4) Retrieval quality (“Search”) becomes even more decisive

When you move from one-off Q&As to workflow execution, retrieval failures compound. A workflow agent that pulls the wrong evidence at step two contaminates steps three through ten. So even as the industry conversation fixates on agents, the winners will still be the systems that treat scientific information retrieval as a first-class capability: full-text coverage, granular provenance, ontology/graph grounding, and ranking optimized for decision-relevant signal rather than convenience.

What “automation” means in Phase 2

In 2026, no R&D organization will jump directly to autonomy. The near-term shift is from productivity tooling (helping a scientist go faster) to automation of bounded use cases (completing a defined unit of work) and then to orchestration into workflows that yield reviewable artifacts.

What R&D and CIO leaders should be looking out for in 2026

In 2026, the wedge will not be “who has the best model.” The wedge will be who can turn scientific work into executable units—use cases and workflows that are decomposed into precise steps, run with predictable structure, and produce reviewable artifacts with provenance. To get there, two things matter more than most organizations currently assume.

1) Workflow decomposition is the bottleneck, not orchestration

Most teams can now assemble an agent harness: tool calling, retries, monitoring, guardrails, basic evaluation. All of that is necessary, but it is not sufficient. The hard part is codifying scientific workflows at the right level of granularity. “Target nomination,” “candidate selection,” “protocol drafting,” and “safety signal triage” are not single problems but composites of dozens of micro-decisions, each with its own evidence requirements, failure modes, and organizational conventions. If you can’t decompose the workflow into constituent steps that are:

• specific enough for an agent to follow,
• constrained enough to be testable,
• and explicit about what evidence qualifies as “done,”

then the harness will simply execute a vague plan more efficiently and you’ll still be stuck with outputs that drift, can’t be reviewed systematically, and don’t scale across teams.

2) You need partners who are fluent in scientific work, not just enterprise delivery

Productionizing R&D use cases requires a partner that can sit with a translational lead, a clinical scientist, a biostatistician, and an informatics team and accurately translate real scientific workflows into an executable specification. That demands deep familiarity with:

• how evidence is generated and weighted in biomedical decisions,
• which internal and external sources are authoritative for which sub-decisions,
• how review gates operate in practice,
• and where provenance, traceability, and reproducibility are non-negotiable.  
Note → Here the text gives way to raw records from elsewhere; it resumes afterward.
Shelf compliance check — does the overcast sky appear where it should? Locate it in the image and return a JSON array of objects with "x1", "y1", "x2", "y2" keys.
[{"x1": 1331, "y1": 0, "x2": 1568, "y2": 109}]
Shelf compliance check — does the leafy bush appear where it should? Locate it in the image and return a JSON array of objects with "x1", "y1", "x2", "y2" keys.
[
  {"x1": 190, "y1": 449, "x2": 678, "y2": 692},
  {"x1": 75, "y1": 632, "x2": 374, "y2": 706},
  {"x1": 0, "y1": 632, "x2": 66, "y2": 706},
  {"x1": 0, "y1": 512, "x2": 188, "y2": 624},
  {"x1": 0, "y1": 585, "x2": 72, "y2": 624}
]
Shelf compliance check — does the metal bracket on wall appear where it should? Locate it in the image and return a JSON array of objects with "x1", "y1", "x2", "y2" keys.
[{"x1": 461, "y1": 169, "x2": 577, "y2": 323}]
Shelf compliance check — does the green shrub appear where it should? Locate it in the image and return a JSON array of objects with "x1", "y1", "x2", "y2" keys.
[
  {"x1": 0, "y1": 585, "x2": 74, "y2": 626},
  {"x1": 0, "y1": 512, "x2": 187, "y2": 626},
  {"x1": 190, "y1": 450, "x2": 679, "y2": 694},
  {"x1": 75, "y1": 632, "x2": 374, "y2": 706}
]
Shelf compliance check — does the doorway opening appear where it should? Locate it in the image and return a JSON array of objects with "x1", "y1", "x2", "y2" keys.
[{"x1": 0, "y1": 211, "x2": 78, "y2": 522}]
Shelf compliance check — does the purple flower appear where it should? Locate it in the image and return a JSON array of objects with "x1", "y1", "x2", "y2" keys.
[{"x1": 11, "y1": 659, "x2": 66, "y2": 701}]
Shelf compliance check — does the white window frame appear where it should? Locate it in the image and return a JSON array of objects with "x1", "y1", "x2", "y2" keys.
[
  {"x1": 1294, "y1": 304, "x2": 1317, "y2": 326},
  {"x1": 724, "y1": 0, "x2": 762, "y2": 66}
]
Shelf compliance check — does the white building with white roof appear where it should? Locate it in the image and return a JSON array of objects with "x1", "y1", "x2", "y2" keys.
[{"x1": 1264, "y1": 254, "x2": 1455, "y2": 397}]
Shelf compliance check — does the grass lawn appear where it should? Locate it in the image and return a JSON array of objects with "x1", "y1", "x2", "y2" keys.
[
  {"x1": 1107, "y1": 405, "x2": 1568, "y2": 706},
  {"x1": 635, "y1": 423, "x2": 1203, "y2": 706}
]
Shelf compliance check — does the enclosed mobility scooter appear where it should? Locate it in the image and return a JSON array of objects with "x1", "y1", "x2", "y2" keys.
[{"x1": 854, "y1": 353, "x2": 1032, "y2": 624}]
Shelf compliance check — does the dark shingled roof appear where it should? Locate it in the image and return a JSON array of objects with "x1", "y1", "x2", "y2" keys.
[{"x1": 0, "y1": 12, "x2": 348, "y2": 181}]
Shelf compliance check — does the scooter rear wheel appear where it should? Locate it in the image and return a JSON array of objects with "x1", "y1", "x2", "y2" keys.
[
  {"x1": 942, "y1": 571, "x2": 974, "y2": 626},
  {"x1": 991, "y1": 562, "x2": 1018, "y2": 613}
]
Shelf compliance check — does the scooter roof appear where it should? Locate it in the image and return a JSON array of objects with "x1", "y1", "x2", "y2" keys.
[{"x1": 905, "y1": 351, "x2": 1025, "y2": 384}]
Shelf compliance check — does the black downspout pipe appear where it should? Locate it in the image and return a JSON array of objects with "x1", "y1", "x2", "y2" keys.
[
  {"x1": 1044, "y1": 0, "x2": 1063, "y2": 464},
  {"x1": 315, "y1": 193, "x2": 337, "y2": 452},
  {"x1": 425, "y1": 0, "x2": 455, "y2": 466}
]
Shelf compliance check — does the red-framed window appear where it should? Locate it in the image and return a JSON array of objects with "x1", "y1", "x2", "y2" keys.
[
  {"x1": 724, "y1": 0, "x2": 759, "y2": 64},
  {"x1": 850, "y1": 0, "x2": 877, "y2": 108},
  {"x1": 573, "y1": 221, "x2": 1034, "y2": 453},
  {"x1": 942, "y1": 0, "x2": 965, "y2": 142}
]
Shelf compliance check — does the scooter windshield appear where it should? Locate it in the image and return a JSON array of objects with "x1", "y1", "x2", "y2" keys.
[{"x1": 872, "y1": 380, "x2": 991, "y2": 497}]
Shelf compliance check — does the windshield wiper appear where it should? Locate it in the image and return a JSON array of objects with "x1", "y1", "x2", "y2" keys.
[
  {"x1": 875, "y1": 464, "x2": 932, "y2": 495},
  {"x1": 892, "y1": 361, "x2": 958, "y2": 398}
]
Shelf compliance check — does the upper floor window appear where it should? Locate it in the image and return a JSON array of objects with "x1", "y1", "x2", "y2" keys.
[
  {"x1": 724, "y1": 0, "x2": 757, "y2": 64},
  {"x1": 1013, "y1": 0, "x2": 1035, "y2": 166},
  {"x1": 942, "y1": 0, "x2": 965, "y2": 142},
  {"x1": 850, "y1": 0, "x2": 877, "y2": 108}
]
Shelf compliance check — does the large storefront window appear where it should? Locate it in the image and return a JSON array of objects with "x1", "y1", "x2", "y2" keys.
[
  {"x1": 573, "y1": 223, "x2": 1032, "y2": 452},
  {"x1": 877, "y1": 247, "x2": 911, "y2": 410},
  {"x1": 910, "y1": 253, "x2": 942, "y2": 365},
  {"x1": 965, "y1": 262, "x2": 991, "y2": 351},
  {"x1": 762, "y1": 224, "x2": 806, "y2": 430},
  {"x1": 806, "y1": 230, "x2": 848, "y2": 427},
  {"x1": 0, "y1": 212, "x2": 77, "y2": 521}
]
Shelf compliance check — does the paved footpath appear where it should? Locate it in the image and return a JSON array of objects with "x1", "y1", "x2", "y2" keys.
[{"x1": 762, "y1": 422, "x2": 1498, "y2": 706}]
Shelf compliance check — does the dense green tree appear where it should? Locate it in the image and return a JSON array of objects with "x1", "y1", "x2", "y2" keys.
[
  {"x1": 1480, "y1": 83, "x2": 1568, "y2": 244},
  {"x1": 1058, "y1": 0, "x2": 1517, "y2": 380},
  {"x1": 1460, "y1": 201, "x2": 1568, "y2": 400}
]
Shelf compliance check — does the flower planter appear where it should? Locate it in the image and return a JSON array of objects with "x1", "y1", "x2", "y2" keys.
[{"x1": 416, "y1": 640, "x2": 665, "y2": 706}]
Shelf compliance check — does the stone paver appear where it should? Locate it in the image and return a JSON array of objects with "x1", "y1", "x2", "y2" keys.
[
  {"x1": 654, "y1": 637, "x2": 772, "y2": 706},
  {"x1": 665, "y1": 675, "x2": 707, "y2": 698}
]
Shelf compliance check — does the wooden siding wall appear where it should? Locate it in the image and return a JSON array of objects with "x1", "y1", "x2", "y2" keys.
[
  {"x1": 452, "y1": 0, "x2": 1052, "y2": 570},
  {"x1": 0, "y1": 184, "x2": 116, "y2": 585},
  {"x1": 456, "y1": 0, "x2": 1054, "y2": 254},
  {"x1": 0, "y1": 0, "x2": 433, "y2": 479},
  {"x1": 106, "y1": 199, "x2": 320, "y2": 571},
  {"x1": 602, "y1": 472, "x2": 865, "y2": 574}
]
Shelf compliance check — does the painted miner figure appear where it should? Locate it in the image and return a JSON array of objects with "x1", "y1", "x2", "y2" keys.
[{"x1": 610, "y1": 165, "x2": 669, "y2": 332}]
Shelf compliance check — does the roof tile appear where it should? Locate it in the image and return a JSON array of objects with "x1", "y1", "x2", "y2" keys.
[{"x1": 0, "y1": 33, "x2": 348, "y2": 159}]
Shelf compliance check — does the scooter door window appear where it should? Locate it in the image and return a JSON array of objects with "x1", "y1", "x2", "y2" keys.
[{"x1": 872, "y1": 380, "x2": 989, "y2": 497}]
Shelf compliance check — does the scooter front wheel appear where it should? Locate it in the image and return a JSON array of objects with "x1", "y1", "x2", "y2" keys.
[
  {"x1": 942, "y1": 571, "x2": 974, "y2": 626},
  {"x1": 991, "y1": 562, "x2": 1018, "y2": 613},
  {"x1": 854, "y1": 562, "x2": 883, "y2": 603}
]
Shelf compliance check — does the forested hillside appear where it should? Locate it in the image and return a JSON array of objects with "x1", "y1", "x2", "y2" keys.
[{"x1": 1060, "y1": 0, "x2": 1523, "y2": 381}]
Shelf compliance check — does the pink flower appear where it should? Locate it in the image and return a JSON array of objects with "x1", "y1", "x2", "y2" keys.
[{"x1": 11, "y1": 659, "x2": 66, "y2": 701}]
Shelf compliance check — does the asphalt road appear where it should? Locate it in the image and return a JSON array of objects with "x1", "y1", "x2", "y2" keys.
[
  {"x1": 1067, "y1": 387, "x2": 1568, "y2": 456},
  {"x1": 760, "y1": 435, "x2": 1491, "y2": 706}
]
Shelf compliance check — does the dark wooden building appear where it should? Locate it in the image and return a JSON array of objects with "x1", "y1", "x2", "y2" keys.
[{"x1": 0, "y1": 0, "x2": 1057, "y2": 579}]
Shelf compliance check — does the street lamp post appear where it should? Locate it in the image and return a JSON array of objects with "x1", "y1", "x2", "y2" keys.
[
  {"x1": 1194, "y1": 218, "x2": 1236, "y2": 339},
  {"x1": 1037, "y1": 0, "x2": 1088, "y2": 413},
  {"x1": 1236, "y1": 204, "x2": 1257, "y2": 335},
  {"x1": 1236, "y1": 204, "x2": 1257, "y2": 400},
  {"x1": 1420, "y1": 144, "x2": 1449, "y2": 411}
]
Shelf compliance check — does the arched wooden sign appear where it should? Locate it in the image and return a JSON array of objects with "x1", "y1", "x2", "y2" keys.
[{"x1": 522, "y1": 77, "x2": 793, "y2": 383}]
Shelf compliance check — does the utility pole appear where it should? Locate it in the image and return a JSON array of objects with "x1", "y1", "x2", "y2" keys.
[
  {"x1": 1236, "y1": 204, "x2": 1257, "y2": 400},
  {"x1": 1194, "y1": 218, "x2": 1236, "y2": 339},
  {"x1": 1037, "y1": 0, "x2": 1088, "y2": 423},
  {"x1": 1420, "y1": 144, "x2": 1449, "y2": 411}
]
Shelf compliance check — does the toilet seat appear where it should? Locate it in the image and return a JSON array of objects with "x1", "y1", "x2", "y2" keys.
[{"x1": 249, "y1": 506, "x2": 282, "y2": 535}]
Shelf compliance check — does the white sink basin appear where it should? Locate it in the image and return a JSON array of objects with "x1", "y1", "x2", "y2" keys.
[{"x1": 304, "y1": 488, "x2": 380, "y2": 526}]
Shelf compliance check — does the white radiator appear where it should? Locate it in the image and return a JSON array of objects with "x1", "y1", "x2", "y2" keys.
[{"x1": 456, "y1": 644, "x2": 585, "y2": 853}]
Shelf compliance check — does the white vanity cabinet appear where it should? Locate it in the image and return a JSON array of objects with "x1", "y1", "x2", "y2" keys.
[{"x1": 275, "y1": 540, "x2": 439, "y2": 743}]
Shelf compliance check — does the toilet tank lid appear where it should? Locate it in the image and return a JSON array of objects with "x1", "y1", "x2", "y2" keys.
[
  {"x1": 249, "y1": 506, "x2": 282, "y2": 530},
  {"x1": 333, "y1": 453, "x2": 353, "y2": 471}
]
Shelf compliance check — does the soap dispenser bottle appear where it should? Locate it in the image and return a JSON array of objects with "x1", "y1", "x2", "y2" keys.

This is where companies built specifically for scientific R&D have an inherent advantage: the combination of (i) scientific-grade information retrieval and evidence stitching, (ii) an agentic execution layer, and (iii) detailed workflow understanding that can be codified into repeatable steps.

The upside: scientists become architects, not human glue

A useful mental model is what’s happening in software engineering with agentic development. Senior/staff engineers are not typing faster - they’re directing, setting intent, defining constraints, reviewing diffs, and steering architecture while agents do large volumes of implementation work.

The R&D analog is powerful: scientists spend more time on hypothesis, tradeoffs, and decision quality—while agents execute the repeatable investigative steps, assemble evidence, and draft structured artifacts for review. That shift is the real prize of Phase 2: AI that reliably executes workflows, under human control, with outputs that an organization can trust. 2026 will be an unusually dynamic year for life sciences organizations adopting AI. The leaders who win will be the ones who treat agentification as workflow engineering: rigorous decomposition, explicit contracts, and partners who understand the scientific substrate deeply enough to make automation real.